2.2. Traditional Active Learning

One challenge in machine learning is how to acquire an appreciable quantity of labeled data to ‘learn’ an outstanding model in a variety of tasks [21,22,36]. With the hope of decreasing the sampling times and minimizing annotated data costs, the investigator wields various information distance evaluating measurements to classify or cluster unlabeled samples via training on small labeled data corpora, discarding the redundant parts according to the designed sampling rules. Then, the selected samples are transferred into a training set after being labeled by Human Oracle; this selecting and labeling process continues until they stop being triggered. Overall, the above sampling procedure is called AL.
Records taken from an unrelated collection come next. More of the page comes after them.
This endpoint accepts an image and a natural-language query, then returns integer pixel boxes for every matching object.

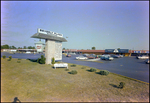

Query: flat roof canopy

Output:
[31,33,67,42]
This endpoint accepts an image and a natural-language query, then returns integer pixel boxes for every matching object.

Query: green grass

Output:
[1,58,149,102]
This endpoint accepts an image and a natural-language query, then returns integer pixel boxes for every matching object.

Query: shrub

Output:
[70,70,77,74]
[65,69,69,71]
[99,70,109,75]
[119,82,125,89]
[9,56,12,60]
[17,61,21,63]
[52,57,55,64]
[71,64,76,67]
[37,55,46,64]
[7,58,11,61]
[90,68,96,72]
[3,55,6,59]
[81,67,86,69]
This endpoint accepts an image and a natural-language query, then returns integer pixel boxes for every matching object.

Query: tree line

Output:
[1,44,35,49]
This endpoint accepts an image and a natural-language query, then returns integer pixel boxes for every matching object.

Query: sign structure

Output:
[55,41,62,60]
[35,41,44,53]
[37,28,63,37]
[105,49,129,53]
[31,28,67,64]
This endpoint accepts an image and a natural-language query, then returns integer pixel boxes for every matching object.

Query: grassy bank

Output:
[1,58,149,102]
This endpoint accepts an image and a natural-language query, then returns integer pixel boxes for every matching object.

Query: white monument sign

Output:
[35,41,44,52]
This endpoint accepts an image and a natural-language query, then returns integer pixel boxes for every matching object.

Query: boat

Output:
[66,54,71,57]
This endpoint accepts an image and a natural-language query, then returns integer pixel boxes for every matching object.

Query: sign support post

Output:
[31,28,67,64]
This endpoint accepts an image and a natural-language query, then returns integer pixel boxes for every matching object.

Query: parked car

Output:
[76,56,88,60]
[145,59,149,64]
[137,55,149,59]
[66,54,71,57]
[111,55,120,58]
[83,54,89,57]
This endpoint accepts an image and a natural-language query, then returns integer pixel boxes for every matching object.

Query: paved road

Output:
[62,55,149,83]
[1,52,149,83]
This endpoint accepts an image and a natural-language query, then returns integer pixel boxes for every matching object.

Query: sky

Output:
[1,1,149,50]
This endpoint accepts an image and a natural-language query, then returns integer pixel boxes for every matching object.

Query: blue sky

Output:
[1,1,149,50]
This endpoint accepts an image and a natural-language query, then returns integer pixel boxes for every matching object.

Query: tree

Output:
[11,46,16,49]
[92,47,96,50]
Normally, the core of AL is the query strategy to investigate the similarity of samples and complete the selection of wanted samples [37]. Typically, we summarize various strategies into two types: uncertainty [38] and representativeness [19,20]. With uncertainty, if the candidate samples are far away from the baseline data in the probability map and cannot confirm their classes based on current extracted features, there is adequate evidence to suggest that such samples with high uncertainty scores should be selected to enrich the previous training set and be annotated by Human Oracle. However, unitary sampling hurts the AL model when filtering information. Therefore, combining representativeness with uncertainty to form asymmetric samplers can make the selection procedure more justifiable. Moreover, the hybrid model can help reduce the costs of eliminating the samples with less information [39]. Nowadays, it is hard to say which query strategy has universal relevance in various AL tasks (in the background of the big data era). However, researchers are attempting to optimize typical methods or recommend renewable ideas to progressively improve the model’s performance. Through verification—cross-entropy, Kullback–Leibler divergence and earth mover’s distance contribute to the research on measuring sample distances when they are employed in enlarging data sets. In recent years, earth mover’s distance, as a burgeoning difference assessing method, has been pursued by many researchers when measuring information similarities. However, previous AL models declared that they were effective in only one certain research realm, which means many targets should be overcome. Thus, this paper proposes a novel AL model to alleviate the pressure of labeled corpora shortages.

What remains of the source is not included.